Время было еще раннее. За окном еще темно. Начало четвертого утра. Надо же, по привычке организм разбудил за полчаса до тренировки. В пять мне надо быть у Егора Дмитриевича.
Я хотел встать с теплой и уютной постели и не мог пошевелиться. Это было просто невыносимое испытание. Казалось, что лучше подраться с сотней Мазуровых одновременно, чем встать сейчас с постели. За окном еще холодно, солнца нет, темнота, только тусклый свет фонарей.
Прохожих тоже единицы, такие же безумцы, как я. Вот только они встали в такую рань не по собственной воле, а для того, чтобы вовремя попасть на работу, у них такая специфика службы. Например, водители автобусов или пекари в булочных. Им надо вставать рано, но им при этом платят за вредность, выдают молоко и дают надбавки. Они, в конце концов, обязаны делать это.

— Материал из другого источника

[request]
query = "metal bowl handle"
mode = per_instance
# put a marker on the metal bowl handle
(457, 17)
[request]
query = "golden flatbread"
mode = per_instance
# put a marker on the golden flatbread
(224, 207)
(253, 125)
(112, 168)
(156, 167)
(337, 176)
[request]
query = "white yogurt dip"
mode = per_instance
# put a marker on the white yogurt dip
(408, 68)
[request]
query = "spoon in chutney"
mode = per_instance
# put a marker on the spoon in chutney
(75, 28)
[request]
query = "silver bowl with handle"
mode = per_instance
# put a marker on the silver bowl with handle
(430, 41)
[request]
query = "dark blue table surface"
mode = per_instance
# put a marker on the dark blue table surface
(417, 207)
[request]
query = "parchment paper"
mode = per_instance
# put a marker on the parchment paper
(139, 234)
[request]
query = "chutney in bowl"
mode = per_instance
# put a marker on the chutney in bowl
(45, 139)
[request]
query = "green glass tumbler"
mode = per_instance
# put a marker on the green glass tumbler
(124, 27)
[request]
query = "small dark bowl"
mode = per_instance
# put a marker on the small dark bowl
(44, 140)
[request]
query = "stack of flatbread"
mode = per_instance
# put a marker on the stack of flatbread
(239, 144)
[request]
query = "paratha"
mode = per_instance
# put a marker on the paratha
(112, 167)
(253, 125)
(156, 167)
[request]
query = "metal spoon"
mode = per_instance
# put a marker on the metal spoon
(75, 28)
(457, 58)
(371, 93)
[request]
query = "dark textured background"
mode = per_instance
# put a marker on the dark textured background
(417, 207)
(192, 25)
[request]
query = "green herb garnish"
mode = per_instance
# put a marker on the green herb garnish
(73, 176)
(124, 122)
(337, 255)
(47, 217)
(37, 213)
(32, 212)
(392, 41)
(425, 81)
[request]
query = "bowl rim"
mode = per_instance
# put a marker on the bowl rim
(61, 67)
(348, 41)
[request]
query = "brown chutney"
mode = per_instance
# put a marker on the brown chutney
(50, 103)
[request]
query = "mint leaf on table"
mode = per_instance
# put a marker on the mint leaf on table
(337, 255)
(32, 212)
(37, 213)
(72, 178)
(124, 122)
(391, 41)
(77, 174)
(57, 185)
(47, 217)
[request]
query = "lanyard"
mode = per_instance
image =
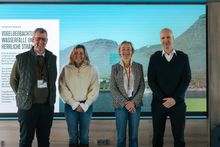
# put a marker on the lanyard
(128, 74)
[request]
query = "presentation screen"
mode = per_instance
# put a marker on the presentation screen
(101, 28)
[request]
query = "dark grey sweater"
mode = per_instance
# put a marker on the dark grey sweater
(169, 79)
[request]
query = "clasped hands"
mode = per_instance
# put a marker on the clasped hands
(130, 106)
(169, 102)
(80, 107)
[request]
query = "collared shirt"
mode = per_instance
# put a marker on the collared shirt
(170, 56)
(128, 79)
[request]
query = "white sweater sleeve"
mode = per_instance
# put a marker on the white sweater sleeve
(64, 91)
(93, 89)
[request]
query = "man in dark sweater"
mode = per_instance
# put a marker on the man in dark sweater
(169, 76)
(33, 78)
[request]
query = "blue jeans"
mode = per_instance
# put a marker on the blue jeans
(133, 119)
(37, 119)
(78, 124)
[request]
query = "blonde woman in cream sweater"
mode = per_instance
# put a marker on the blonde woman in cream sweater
(78, 88)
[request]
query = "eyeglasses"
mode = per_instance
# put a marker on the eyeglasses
(40, 38)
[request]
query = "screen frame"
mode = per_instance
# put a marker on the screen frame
(111, 115)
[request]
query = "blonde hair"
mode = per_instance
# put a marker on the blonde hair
(86, 59)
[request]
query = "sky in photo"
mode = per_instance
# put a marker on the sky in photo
(80, 23)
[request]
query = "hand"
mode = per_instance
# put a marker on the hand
(79, 109)
(130, 106)
(169, 102)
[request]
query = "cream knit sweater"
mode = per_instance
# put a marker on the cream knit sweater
(78, 84)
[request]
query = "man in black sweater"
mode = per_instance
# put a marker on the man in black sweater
(169, 76)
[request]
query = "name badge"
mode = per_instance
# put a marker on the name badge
(41, 84)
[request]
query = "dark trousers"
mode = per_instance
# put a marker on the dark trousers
(177, 119)
(39, 118)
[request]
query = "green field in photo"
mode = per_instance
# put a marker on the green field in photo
(196, 104)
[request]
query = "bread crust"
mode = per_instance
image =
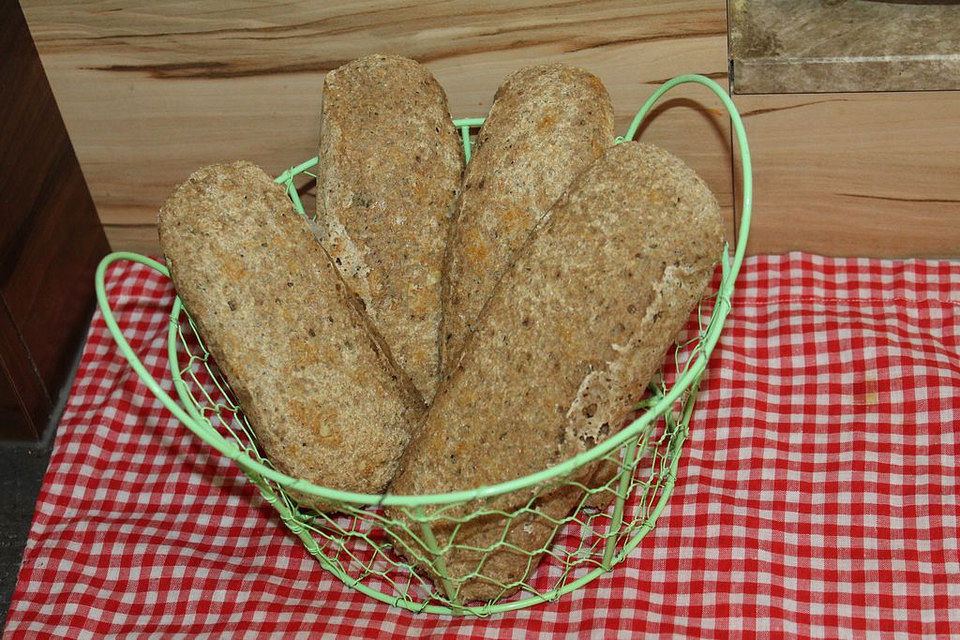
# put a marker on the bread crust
(547, 124)
(563, 350)
(320, 391)
(389, 174)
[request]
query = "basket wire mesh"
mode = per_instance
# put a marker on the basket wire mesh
(376, 544)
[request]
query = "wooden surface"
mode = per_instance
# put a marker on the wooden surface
(50, 239)
(152, 90)
(866, 174)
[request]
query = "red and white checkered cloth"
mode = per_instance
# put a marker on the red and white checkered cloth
(816, 498)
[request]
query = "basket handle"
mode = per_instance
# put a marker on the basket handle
(224, 446)
(746, 166)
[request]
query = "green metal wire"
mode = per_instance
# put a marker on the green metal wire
(375, 553)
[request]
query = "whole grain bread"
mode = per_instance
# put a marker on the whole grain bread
(564, 349)
(320, 391)
(388, 178)
(547, 124)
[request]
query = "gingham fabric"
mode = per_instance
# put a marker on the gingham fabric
(816, 498)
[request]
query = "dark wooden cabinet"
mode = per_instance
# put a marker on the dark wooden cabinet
(50, 239)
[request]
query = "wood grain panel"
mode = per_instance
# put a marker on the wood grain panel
(152, 90)
(872, 174)
(50, 239)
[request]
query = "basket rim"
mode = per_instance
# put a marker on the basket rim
(189, 415)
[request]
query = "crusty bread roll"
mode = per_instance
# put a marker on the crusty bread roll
(388, 178)
(561, 353)
(547, 124)
(319, 389)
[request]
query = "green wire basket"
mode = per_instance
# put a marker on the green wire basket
(359, 544)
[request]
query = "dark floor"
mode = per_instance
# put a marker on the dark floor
(21, 472)
(22, 465)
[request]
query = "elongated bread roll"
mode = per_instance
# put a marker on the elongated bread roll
(318, 388)
(388, 178)
(546, 125)
(562, 352)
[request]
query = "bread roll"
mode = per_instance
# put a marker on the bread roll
(546, 125)
(320, 391)
(562, 352)
(388, 178)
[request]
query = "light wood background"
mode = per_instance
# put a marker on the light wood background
(152, 90)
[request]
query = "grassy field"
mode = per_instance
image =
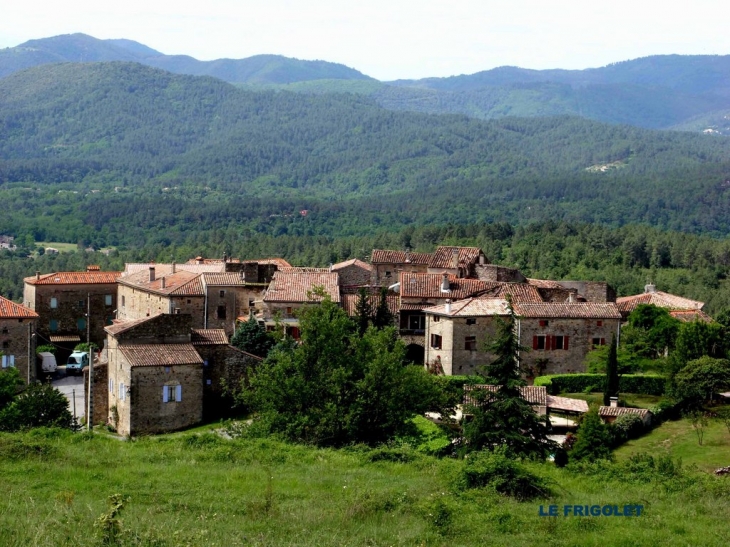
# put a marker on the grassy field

А вот я встаю рано по собственной воле. Конечно, меня заставляет делать это Егор Дмитриевич, но по большому счету, я ведь добровольно подчинился ему. Сам согласился на этот дикий график, непостижимый и суровый для обычных граждан. Да что там граждан, даже для обычных спортсменов. Я сомневаюсь, что олимпийские чемпионы встают в четыре утра, чтобы устроить разминку и пробежку. Или все-таки встают, дьявол их раздери?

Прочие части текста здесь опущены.